Estaba cerca del escenario, rodeada por desconocidos amontonados bajo la actuación de Ghandara. Había empezado la Noche en Blanco de La Laguna y cada ángulo de la ciudad borboteaba en pequeñas verbenas de grupos musicales. Única. Mujer exótica como un pájaro azul lejos de su territorio que encontré en esta ciudad húmeda. Sus vaqueros y su sonrisa asomaban del abrigo granate; una llama en aquel noviembre erizado. Me encandilaba. Sus ojos eran trozos de una mirada singular, vetas de ámbar que ardían en mí. Me obsesionó su ruido de vida, la fiebre de su risa, su efervescencia. La buscaba en cada momento; incluso, descuidé mi cometido.

La escuchaba, escuchaba el pálpito de sus pisadas. Esa noche, al acercarme, atravesé a los transeúntes que se agolpaban en la plaza de La Concepción. Casi había llegado a la primera fila cuando apareció aquel hombre que se interpuso entre nosotros. Se situó tan cerca de ella que impidió mi aproximación.
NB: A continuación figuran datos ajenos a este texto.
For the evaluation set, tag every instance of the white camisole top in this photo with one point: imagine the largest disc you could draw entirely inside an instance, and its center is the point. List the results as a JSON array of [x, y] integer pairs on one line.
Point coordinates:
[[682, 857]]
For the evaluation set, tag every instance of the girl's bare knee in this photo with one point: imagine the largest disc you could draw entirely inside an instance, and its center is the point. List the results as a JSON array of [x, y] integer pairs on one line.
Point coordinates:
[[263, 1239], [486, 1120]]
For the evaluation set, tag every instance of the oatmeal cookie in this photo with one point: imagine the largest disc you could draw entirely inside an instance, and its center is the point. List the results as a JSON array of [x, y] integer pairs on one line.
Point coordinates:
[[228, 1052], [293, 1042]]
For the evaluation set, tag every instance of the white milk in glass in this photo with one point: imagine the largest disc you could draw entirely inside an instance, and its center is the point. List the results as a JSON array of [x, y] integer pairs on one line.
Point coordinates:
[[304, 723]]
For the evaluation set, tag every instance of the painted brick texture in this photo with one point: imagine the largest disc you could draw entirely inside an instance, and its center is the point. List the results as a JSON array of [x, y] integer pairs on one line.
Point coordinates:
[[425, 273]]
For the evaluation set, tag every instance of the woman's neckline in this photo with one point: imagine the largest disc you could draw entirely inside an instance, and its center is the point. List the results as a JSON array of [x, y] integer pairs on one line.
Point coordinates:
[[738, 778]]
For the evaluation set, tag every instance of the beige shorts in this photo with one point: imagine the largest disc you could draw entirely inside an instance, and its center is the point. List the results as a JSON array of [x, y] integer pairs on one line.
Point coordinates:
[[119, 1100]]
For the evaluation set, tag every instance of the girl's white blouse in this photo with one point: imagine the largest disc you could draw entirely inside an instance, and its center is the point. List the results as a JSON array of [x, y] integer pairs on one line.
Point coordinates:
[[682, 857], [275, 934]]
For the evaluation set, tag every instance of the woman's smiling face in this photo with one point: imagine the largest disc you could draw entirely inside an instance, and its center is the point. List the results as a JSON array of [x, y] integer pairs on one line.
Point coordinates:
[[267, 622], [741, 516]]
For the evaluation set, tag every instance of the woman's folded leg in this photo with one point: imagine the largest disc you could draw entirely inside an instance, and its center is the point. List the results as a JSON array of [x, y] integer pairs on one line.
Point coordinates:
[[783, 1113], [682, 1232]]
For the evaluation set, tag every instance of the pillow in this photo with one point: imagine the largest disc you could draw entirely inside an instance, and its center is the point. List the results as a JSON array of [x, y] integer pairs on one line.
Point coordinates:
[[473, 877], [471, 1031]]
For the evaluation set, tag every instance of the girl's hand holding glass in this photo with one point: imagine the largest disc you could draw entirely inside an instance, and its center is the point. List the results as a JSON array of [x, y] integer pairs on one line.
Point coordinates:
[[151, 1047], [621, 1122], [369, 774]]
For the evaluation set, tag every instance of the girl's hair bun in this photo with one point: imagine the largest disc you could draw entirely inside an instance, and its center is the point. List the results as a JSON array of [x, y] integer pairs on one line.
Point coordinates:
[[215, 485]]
Le conocía. Fernando. Chaqueta blazer azul marino sobre buena musculatura. Muy diferente a la bata azul Prusia con la que se cubre en el tanatorio. Claro que, para maquillar a los muertos, sólo necesita esta prenda lúgubre. Sé que fue una mala racha la que le empujó a aceptar el puesto de tanatopractor, sin apenas competidores y bien remunerado. Durante la primera semana, vomitó algunas veces, como era habitual, pero se acostumbró a estas tareas más rápido que otros colegas. Llegó a un pacto con ellos, me refiero a los muertos: ellos se lo pondrían fácil y él prometía recuperar en sus facciones un aspecto saludable. De esta forma, podrían despedirse con dignidad de los que conocieron en vida. Fernando se convenció de que su labor ayudaba a los humanos en la despedida más importante: la última. No sé si era un consuelo, o una convicción, pero en esta profesión, no sólo veía cadáveres rígidos con tejidos deteriorados, sino que debía manipularlos, vestirlos y acicalarlos. Poco a poco, los vivos empezaron a evitarlo. Sus amigos se distanciaron con disimulo cortés hasta un saludo desde la otra acera, seguramente, con la esperanza inservible de alejar la muerte para siempre. ¡Ilusos! ¡Pero, ya está bien de tanto Fernando! Ella se mecía en aquella música ondulada por brisas orientales. Prodigiosa. Gusto a noche, noche con relámpagos de ansia. El aire abofeteó los diez grados que se derramaban del monte de Las Mercedes, pero yo sólo advertí ráfagas extrañas al contemplarla, con hambre de alma, sin resistirme a aquel olor desconocido. De pronto, lo inesperado se desparramó con violencia. Un vértigo me mordió el ánimo. Demasiado próximos, demasiadas risas por cosas sin importancia, ¿ cuándo empezaron a hablar? Algo germinó entre ellos.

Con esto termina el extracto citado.